More time clean up stuff.
diff mbox series

Message ID 3EE52CFA.6070607@mvista.com
State New, archived
Headers show
Series
  • More time clean up stuff.
Related show

Commit Message

George Anzinger June 10, 2003, 12:57 a.m. UTC
NOW on top of 2.5.70-bk9...  I also removed the dependency on the 
prior cleanup.

This patch addresses issues of roundoff error in the time keeping and
NTP code as follows:

The conversion of "actual jiffies" to TICK_USEC and then to TICK_NSEC
introduced large errors if jiffies was not a power of 10 (e.g. 1024
for the ia64).  Most of this is avoided by converting directly to
TICK_NSEC.

The calculation of MAX_SEC_IN_JIFFIES (the largest timespec or timeval
the kernel will attempt) had overflow problems in the 64-bit machines.
   We introduce a different equation for those machines.

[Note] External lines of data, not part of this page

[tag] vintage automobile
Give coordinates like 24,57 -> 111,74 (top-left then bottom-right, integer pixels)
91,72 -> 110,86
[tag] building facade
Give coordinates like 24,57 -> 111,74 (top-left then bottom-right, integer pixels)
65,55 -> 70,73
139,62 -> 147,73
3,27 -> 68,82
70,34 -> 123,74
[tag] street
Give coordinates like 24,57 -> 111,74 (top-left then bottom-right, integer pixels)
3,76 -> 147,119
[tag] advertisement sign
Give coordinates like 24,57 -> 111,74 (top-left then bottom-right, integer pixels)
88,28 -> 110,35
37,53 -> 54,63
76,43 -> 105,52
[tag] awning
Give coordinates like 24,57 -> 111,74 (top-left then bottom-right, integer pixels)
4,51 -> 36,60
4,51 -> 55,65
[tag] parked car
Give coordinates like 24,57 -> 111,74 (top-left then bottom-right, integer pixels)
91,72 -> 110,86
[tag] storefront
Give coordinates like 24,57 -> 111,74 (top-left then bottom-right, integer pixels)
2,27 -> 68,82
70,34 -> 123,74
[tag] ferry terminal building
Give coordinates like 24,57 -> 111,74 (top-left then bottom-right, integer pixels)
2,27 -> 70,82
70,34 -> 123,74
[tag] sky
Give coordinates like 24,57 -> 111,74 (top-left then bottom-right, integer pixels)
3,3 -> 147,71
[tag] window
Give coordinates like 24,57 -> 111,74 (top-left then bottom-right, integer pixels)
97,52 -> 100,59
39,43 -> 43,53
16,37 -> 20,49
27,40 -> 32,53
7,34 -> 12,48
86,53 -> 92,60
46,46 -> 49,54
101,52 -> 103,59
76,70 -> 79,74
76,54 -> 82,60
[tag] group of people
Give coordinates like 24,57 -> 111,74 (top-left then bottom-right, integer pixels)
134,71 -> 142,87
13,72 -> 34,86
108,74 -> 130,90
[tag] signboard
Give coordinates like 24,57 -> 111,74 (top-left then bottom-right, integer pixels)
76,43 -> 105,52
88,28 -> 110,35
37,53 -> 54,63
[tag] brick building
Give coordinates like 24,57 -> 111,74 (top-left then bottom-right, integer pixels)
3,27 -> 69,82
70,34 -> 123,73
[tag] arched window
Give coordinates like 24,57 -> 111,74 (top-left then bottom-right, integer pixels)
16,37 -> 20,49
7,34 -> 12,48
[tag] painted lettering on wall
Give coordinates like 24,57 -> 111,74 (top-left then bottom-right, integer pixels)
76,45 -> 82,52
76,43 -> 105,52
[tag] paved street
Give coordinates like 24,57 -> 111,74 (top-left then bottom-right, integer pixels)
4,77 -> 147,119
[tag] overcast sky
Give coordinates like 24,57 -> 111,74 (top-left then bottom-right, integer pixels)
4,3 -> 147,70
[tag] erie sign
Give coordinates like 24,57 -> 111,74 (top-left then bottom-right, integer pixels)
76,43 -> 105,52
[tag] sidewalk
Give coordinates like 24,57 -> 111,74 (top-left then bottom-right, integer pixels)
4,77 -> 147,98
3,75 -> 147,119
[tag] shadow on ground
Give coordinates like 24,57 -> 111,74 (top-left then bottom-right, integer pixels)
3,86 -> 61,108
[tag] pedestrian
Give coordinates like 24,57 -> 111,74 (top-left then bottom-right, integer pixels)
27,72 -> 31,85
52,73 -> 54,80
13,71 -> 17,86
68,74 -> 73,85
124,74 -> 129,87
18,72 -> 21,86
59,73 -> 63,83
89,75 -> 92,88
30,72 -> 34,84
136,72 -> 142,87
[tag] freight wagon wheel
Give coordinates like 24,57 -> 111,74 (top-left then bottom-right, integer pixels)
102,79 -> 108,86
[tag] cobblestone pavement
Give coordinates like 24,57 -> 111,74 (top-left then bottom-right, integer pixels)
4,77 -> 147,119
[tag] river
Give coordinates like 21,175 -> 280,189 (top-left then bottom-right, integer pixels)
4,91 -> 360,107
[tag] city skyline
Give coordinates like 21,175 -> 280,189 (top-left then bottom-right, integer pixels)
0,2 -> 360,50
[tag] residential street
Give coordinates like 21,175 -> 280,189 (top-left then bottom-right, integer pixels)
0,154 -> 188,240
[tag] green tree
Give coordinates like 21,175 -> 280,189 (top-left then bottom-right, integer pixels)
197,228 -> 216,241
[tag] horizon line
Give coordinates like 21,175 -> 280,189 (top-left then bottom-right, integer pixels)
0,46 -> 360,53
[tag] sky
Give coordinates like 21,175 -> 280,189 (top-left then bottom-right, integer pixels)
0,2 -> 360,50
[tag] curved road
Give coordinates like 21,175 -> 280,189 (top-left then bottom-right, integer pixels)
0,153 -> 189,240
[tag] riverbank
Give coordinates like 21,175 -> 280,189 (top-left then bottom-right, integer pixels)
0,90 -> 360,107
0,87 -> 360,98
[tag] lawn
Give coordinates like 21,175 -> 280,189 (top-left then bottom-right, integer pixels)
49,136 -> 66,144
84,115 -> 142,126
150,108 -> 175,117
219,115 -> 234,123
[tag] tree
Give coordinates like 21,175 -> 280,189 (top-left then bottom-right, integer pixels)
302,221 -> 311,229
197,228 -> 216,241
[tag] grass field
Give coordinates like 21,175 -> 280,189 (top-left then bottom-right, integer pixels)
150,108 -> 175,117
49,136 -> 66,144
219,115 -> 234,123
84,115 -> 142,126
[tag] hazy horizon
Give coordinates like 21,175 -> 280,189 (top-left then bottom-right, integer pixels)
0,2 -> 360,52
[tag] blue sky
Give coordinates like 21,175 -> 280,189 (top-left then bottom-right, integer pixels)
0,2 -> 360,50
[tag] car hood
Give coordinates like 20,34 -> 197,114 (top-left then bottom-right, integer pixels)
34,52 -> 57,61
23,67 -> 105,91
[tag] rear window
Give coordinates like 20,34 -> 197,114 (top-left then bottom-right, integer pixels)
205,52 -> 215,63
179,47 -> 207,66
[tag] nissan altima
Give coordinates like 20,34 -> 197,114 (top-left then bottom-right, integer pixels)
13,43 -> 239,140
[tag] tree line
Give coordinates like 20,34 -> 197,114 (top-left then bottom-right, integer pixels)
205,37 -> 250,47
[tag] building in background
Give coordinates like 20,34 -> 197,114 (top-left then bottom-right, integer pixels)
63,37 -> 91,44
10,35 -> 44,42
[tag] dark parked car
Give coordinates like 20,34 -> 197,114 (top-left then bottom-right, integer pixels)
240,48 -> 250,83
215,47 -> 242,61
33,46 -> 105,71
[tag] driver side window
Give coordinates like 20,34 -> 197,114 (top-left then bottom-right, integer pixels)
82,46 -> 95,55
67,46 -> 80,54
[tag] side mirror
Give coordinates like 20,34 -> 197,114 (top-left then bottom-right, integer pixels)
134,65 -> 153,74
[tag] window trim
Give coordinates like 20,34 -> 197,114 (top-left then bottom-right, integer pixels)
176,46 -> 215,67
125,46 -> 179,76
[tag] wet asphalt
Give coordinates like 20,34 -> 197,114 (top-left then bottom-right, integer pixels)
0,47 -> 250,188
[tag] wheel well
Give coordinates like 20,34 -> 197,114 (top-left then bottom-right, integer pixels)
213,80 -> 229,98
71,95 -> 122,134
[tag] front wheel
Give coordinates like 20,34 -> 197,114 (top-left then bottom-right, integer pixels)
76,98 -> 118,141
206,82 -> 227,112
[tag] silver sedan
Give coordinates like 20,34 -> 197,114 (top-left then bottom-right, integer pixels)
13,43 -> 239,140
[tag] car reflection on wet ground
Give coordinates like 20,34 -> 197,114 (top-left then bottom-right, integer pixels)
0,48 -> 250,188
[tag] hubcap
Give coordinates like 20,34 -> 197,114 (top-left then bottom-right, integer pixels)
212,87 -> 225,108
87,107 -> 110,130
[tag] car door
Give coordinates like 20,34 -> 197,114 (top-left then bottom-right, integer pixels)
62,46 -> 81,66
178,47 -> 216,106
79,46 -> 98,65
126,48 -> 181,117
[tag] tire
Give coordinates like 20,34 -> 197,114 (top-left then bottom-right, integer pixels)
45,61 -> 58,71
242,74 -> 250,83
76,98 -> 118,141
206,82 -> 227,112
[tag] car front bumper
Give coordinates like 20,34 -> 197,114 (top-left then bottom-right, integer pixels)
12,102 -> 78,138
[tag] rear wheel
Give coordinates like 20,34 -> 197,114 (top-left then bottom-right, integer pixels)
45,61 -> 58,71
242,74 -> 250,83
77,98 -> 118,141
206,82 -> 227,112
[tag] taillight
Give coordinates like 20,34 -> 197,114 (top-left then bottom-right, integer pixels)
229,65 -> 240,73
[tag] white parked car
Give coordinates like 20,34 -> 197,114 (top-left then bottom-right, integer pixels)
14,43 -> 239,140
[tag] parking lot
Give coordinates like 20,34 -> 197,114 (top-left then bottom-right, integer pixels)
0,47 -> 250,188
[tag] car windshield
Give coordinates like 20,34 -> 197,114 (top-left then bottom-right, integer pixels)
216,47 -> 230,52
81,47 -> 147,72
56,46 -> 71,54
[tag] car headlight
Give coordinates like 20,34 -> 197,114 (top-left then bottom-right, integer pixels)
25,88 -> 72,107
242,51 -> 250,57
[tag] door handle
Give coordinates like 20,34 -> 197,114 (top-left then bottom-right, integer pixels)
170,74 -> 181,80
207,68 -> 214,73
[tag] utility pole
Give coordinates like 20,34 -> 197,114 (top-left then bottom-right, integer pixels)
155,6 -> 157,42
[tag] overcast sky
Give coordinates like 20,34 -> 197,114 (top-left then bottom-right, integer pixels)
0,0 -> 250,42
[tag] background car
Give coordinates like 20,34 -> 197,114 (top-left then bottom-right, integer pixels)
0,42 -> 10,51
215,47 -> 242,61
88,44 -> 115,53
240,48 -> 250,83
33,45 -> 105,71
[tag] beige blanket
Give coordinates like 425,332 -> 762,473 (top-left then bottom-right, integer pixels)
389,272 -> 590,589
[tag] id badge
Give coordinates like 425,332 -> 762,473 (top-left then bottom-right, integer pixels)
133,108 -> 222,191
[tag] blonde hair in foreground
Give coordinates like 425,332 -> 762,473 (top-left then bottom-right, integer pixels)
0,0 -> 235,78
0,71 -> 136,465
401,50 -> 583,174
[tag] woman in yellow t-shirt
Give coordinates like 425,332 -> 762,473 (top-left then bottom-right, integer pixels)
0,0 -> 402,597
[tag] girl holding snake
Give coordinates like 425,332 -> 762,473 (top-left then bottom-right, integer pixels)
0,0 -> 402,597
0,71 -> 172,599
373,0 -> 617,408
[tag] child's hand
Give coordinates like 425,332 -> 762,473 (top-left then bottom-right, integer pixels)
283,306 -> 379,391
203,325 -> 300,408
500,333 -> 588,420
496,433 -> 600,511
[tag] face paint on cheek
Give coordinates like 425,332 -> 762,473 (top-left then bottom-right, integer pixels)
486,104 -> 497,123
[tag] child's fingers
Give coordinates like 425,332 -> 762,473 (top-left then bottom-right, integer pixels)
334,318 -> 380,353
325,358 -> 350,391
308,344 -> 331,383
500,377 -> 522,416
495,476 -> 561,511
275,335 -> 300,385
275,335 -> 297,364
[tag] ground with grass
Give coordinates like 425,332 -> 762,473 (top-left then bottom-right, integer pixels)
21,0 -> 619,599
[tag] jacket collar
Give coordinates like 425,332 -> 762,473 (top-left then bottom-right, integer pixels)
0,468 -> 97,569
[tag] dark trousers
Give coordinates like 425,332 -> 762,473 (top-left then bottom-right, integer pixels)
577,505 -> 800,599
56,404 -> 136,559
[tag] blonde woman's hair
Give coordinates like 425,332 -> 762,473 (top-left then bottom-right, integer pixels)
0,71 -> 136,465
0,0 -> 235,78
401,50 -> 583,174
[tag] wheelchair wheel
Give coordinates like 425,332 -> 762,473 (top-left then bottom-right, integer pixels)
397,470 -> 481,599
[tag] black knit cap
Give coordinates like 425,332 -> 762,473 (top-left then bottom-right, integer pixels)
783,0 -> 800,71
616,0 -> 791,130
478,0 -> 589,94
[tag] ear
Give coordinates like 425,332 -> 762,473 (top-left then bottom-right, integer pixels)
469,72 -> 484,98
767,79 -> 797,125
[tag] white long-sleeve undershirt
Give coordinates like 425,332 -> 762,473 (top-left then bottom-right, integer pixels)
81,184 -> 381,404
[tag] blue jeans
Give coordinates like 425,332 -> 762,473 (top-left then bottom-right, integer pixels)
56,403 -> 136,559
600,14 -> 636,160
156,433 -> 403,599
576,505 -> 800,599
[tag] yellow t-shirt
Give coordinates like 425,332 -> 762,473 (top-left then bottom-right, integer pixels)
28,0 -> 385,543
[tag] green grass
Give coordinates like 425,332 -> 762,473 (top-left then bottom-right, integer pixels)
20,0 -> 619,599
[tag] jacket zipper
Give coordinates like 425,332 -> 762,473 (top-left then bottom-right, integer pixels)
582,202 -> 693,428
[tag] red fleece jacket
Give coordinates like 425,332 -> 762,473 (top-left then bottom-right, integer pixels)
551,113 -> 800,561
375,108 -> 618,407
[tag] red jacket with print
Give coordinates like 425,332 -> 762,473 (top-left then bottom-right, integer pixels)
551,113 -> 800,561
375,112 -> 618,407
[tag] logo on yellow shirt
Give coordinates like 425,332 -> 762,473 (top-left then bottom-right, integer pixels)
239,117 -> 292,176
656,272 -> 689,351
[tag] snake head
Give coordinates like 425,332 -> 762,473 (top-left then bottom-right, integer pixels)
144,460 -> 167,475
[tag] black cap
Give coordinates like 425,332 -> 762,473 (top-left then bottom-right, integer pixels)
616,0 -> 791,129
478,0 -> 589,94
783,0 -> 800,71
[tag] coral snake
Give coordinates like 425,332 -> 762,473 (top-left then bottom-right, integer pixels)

The NTP frequency update code was allowing a micro second of error to
accumulate before applying the correction.  We change FINEUSEC to
FINENSEC to do the correction as soon as a full nanosecond has
accumulated.

The initial calculation of time_freq for NTP had severe roundoff
errors for HZ not a power of 10 (i.e. 1024).  A new equation fixes this.

clock_nanosleep is changed to round up to the next jiffie to cover
starting between jiffies.

Comments

Riley Williams June 10, 2003, 8:18 a.m. UTC | #1
Hi George.

I'm ignoring the rest of this - it makes sense to me, but I'm
no expert in it. However, your last point is one I can comment
about as I've dealt with it professionally many times.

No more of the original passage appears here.